Phase 2 (Conflict Resolution)
Now, let’s implement Algorithm 2. This algorithm runs after receiving information from neighboring agents. In the next game loop, since self.satisfied = True, the following section will execute:
# Conflict-mitigating
if self.satisfied:
best_task_id = self.assigned_task.task_id
# Lines 4-5
winner_agent_candidates = {self.agent.agent_id: self.y[best_task_id]} # Initialize with own data
for other_agent_message in self.agent.messages_received:
if other_agent_message:
y_k = other_agent_message.get('winning_bids')
self.y = merge_dicts(self.y, y_k) # Line 4: Update winning bids
if y_k.get(best_task_id):
k_agent_id = other_agent_message.get('agent_id')
winner_agent_candidates[k_agent_id] = y_k[best_task_id]

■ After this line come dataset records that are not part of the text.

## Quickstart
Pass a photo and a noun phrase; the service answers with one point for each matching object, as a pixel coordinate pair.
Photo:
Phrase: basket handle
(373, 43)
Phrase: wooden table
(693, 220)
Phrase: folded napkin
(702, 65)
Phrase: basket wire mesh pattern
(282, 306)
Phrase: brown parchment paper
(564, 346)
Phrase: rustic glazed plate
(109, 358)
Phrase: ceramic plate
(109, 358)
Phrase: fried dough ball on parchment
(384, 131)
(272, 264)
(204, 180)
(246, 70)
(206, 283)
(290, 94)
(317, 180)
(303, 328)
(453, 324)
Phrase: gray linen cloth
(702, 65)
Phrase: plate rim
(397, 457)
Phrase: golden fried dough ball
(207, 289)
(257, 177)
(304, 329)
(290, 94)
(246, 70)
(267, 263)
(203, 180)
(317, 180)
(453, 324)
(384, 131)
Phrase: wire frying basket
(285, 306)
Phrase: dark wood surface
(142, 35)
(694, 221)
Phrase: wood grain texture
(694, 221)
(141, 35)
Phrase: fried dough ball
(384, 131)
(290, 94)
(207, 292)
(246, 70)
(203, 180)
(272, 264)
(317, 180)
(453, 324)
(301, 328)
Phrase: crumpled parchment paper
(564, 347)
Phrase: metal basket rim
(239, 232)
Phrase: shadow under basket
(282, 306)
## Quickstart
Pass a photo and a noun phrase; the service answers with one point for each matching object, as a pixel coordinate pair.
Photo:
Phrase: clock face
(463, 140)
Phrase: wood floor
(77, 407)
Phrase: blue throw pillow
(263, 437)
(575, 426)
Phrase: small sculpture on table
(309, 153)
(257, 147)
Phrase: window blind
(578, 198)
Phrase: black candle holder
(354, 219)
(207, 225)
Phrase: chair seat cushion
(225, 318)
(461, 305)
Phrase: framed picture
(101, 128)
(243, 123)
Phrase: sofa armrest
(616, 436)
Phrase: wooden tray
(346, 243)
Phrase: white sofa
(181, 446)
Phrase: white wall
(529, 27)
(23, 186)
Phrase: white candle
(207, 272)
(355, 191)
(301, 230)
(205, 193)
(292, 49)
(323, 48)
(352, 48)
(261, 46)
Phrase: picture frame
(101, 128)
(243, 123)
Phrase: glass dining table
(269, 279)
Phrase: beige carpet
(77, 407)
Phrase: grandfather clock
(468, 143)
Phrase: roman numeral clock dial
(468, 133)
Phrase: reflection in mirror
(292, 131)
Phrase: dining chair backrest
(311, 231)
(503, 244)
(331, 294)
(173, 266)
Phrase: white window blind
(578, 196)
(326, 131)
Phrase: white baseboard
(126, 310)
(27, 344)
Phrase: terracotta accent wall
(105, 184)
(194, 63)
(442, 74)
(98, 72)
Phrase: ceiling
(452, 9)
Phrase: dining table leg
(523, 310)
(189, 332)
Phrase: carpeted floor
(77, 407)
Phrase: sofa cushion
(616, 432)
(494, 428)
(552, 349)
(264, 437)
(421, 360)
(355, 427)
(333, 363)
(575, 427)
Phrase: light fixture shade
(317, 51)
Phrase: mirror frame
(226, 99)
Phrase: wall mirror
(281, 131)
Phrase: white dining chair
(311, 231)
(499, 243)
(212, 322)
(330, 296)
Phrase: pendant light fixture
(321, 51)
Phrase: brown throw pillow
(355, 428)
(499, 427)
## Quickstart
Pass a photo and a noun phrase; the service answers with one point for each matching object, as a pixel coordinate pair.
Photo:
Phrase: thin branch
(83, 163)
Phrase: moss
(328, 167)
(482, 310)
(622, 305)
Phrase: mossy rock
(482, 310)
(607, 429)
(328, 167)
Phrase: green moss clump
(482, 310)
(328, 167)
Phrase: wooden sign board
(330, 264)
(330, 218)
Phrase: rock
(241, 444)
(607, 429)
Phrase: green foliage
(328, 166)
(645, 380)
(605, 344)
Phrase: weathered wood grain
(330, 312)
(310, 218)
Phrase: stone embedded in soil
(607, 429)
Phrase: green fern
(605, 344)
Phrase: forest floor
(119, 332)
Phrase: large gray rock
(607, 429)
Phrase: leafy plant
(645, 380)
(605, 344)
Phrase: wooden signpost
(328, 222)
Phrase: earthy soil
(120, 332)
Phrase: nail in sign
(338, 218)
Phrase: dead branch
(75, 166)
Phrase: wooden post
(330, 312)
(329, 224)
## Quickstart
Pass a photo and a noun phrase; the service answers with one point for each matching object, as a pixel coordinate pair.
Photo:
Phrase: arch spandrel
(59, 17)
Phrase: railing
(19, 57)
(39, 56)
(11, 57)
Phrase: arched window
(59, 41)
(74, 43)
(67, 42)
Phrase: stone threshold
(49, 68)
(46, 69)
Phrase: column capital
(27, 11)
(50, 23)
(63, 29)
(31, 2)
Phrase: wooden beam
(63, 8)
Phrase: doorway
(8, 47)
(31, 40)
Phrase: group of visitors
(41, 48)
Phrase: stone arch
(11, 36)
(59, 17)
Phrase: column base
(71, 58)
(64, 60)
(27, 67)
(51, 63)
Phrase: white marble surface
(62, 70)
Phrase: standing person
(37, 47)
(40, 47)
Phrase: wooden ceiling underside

winner_agent_id = max(winner_agent_candidates, key=winner_agent_candidates.get)
# Lines 6-8
if winner_agent_id != self.agent.agent_id:
self.x[best_task_id] = 0
self.satisfied = False
self.assigned_task = None
The main task of Algorithm 2 is to verify that the agent is the highest bidder for the task it selected. If another agent has a higher bid, the agent gives up the task.
Warning
Note that it is very important to reset messages_received after processing to avoid performance degradation:
if self.satisfied:
....
# Reset Messages
self.agent.reset_messages_received()
Post-Process Upon Task Completion
Once the assigned task is completed, post-processing is required. In CBBA, if a task bundle is assigned, the next task in the bundle should be allocated. However, in CBAA, since only a single task is assigned, we mainly need to reset the following values to prepare for a new auction:
# Post-process if the previously assigned task is done
if self.assigned_task is not None and self.assigned_task.completed:
# Implement your logic here
self.assigned_task = None
self.satisfied = False
self.x = {}
self.y = {}
Run this Example
Now, let’s run the new decision-making plugin. According to the instructions in Setting config.yaml, you’ll need to modify the configuration file to use this plugin. We’ll use the same configuration as in CBBA, but with the decision-making plugin replaced by the one we just created.
decision_making:
plugin: plugins.cbaa.cbaa.CBAA
You can download the configuration file here: config.xml.